Intro and documentation by Trudie A. Grace, essay by Thomas Piche Jr.
Published by Hudson Hills Press, New York, 2004.
183 pages, 156 color illustrations.
Hardback, 9 x 12 in.
Robert Kipniss has been widely known for several decades as a painter and printmaker producing works evocative of intense contemplation and rendered with extraordinary technical facility. Part of Kipniss’s reputation lies in his frequent use of the mezzotint technique in a highly personal manner that involves showing the action of the hand in the intimate act of drawing. While his choices of subject matter-landscapes, views of houses, and still lifes-link him to representational art, Kipniss’s distillation of forms produces formal interactions that often verge on the abstract.
Robert Kipniss: Intaglios 1982-2004 reproduces 139 intaglio prints including mezzotints, drypoints, roulette prints, and etchings.
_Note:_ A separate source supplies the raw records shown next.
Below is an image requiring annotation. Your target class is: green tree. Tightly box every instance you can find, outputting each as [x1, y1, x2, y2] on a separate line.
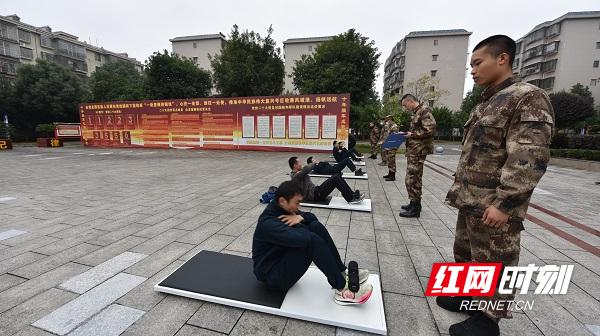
[377, 93, 411, 131]
[89, 62, 144, 102]
[431, 106, 454, 136]
[292, 29, 381, 127]
[570, 83, 594, 105]
[210, 25, 285, 97]
[9, 60, 87, 133]
[550, 91, 595, 128]
[404, 74, 449, 103]
[144, 50, 212, 99]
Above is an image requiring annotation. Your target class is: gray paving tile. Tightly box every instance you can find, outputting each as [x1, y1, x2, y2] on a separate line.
[229, 310, 287, 336]
[75, 236, 146, 266]
[122, 295, 202, 336]
[60, 252, 147, 294]
[187, 302, 244, 334]
[380, 253, 423, 296]
[32, 273, 146, 335]
[125, 242, 194, 277]
[0, 229, 27, 240]
[10, 244, 99, 279]
[0, 263, 88, 313]
[69, 304, 144, 336]
[117, 260, 183, 311]
[0, 288, 77, 335]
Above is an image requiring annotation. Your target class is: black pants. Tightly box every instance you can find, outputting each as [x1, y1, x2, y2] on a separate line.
[314, 158, 356, 175]
[336, 150, 358, 162]
[265, 221, 346, 291]
[315, 174, 354, 202]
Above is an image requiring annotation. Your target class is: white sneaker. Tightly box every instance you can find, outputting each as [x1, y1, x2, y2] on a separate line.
[333, 282, 373, 306]
[342, 268, 371, 285]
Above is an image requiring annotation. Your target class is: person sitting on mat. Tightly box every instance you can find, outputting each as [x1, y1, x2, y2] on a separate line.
[306, 156, 365, 176]
[348, 132, 362, 158]
[252, 181, 373, 305]
[288, 156, 365, 204]
[332, 141, 362, 162]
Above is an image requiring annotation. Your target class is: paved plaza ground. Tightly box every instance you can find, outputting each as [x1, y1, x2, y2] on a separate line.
[0, 144, 600, 336]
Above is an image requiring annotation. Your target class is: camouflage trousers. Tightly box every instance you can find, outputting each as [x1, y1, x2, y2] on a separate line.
[379, 145, 388, 163]
[382, 148, 398, 173]
[404, 155, 427, 201]
[371, 141, 377, 156]
[454, 210, 521, 318]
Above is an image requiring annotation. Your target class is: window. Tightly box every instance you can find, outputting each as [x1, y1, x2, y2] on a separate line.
[0, 59, 17, 75]
[0, 22, 18, 41]
[542, 60, 556, 72]
[19, 29, 31, 43]
[0, 41, 21, 58]
[40, 35, 54, 49]
[21, 47, 33, 59]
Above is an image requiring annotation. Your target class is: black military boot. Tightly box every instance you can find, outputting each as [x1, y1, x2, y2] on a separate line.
[450, 311, 500, 336]
[435, 296, 477, 315]
[400, 200, 421, 218]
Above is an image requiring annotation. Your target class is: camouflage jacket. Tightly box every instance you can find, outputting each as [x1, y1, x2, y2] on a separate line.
[446, 78, 554, 223]
[369, 126, 379, 143]
[406, 104, 436, 156]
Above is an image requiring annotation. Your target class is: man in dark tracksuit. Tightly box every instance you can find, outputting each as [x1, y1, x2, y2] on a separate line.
[252, 181, 373, 304]
[306, 156, 365, 176]
[332, 141, 362, 162]
[288, 156, 365, 204]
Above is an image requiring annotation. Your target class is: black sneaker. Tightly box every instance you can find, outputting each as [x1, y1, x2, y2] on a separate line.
[435, 296, 477, 315]
[450, 311, 500, 336]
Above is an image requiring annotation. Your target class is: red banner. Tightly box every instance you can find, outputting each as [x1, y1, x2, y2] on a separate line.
[80, 94, 350, 151]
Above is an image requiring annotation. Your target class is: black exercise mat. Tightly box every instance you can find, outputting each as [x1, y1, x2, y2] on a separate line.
[300, 196, 331, 205]
[158, 251, 287, 308]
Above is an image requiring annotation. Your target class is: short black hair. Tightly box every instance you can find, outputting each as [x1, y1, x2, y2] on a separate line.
[288, 156, 298, 169]
[473, 35, 517, 68]
[275, 181, 302, 202]
[400, 93, 419, 102]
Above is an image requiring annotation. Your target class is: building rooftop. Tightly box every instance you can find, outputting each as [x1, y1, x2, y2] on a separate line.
[406, 29, 472, 38]
[169, 32, 225, 42]
[283, 36, 333, 44]
[524, 11, 600, 37]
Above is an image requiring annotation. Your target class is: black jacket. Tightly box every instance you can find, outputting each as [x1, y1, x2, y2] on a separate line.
[252, 202, 317, 281]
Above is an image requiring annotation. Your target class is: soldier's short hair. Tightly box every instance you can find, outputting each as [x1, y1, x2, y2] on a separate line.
[400, 93, 419, 102]
[473, 35, 517, 68]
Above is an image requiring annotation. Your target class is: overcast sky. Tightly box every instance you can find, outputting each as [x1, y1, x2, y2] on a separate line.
[5, 0, 600, 98]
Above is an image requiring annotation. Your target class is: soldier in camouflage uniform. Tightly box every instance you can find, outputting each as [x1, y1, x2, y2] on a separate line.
[437, 35, 554, 335]
[379, 114, 393, 166]
[383, 123, 400, 181]
[400, 94, 436, 217]
[369, 123, 379, 159]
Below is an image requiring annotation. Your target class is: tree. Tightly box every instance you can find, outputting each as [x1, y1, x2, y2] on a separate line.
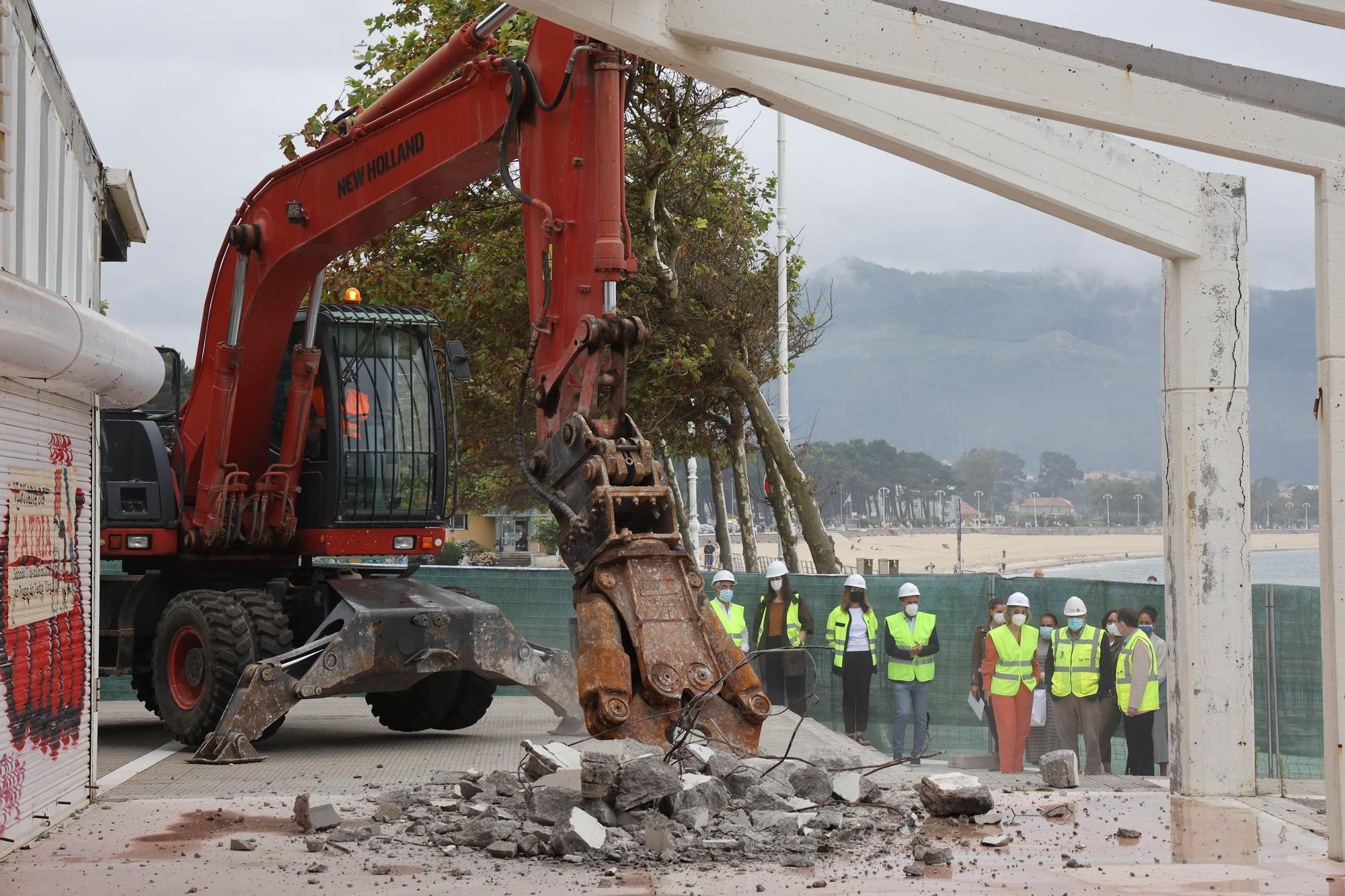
[1037, 451, 1084, 498]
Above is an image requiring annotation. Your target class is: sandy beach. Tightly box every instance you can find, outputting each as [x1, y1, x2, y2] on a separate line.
[733, 529, 1318, 573]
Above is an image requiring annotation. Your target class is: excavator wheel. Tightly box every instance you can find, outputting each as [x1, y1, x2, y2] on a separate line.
[227, 588, 295, 743]
[434, 673, 495, 731]
[152, 591, 257, 745]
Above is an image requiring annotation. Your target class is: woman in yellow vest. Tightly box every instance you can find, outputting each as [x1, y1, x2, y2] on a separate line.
[981, 591, 1041, 772]
[827, 576, 878, 747]
[752, 560, 814, 712]
[1116, 607, 1158, 778]
[710, 569, 748, 650]
[884, 581, 939, 766]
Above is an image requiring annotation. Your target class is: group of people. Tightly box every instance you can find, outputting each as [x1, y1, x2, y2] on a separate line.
[713, 561, 1167, 776]
[971, 592, 1167, 776]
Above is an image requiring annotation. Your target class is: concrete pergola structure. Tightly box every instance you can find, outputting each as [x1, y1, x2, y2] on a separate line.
[522, 0, 1345, 860]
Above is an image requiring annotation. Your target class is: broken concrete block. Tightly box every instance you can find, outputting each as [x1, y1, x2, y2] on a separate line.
[1037, 749, 1079, 787]
[916, 772, 995, 817]
[527, 786, 584, 825]
[547, 806, 607, 856]
[790, 766, 831, 803]
[486, 840, 518, 858]
[371, 803, 402, 822]
[616, 756, 682, 811]
[580, 749, 620, 799]
[742, 784, 791, 813]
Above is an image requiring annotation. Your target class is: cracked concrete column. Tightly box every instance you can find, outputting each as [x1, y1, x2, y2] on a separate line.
[1317, 169, 1345, 861]
[1162, 173, 1256, 797]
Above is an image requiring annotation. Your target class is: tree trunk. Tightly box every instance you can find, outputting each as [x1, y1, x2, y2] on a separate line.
[659, 438, 691, 551]
[713, 343, 841, 573]
[705, 451, 733, 569]
[761, 448, 799, 572]
[729, 401, 756, 572]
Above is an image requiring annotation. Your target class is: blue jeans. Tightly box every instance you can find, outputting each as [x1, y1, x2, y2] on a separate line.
[892, 681, 929, 759]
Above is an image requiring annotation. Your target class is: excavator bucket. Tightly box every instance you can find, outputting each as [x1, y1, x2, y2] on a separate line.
[190, 579, 584, 764]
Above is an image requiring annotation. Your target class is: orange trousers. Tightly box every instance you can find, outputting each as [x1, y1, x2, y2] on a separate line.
[990, 685, 1032, 772]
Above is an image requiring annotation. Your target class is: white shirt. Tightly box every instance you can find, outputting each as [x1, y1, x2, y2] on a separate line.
[845, 607, 869, 651]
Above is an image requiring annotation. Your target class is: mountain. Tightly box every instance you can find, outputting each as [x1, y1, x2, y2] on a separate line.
[790, 258, 1317, 482]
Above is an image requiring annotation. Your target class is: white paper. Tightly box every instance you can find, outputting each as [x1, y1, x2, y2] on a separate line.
[1032, 688, 1046, 728]
[967, 690, 986, 720]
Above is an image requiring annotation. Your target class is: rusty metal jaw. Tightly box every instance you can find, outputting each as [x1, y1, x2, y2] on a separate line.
[190, 579, 582, 764]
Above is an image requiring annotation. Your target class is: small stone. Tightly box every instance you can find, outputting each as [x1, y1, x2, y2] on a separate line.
[1037, 749, 1079, 787]
[486, 840, 518, 858]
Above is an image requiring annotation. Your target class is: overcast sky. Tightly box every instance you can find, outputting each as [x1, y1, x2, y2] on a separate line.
[35, 0, 1345, 355]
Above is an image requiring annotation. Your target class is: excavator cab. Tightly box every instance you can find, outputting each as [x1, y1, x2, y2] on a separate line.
[270, 304, 456, 529]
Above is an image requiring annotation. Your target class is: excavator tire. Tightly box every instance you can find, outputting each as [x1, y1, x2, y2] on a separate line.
[227, 588, 295, 743]
[130, 671, 159, 716]
[364, 671, 463, 732]
[152, 589, 257, 747]
[434, 673, 495, 731]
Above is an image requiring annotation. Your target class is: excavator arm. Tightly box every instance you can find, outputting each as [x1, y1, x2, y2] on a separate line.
[179, 5, 771, 751]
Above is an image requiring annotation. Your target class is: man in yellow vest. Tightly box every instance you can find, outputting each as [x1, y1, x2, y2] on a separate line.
[884, 581, 939, 766]
[1042, 598, 1103, 775]
[1116, 607, 1158, 778]
[710, 569, 748, 650]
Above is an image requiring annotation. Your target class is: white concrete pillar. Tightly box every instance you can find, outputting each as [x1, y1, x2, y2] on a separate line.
[1162, 173, 1256, 797]
[1317, 169, 1345, 861]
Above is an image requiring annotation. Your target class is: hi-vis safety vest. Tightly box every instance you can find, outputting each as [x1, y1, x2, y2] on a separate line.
[1050, 626, 1102, 697]
[757, 592, 803, 647]
[827, 607, 878, 669]
[1116, 628, 1158, 713]
[888, 612, 935, 681]
[710, 598, 748, 650]
[990, 626, 1038, 697]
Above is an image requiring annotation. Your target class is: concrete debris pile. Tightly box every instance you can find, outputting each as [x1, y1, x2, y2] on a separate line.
[286, 741, 968, 868]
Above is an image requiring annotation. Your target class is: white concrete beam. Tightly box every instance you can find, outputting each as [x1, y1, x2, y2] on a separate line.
[666, 0, 1345, 173]
[521, 0, 1201, 258]
[1215, 0, 1345, 28]
[1317, 171, 1345, 861]
[1162, 173, 1256, 797]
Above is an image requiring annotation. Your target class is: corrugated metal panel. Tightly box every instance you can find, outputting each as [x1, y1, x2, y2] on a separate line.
[0, 380, 97, 854]
[0, 0, 102, 308]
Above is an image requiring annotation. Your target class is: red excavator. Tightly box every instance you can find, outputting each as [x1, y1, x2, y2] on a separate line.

Hand colored mezzotints, drawings, and paintings are also illustrated. Kipniss’s intaglios are found in many of the foremost public and private collections in the United States and Europe.
Thomas Piché, Jr., is former senior curator at the Everson Museum of Art, Syracuse, New York. Dr. Trudie A. Grace, former associate curator of the National Academy of Design, New York City, is curator of the Putnam County Historical Society & Foundry School Museum, Cold Spring, New York and lectures on art history at the Fashion Institute of Technology, New York.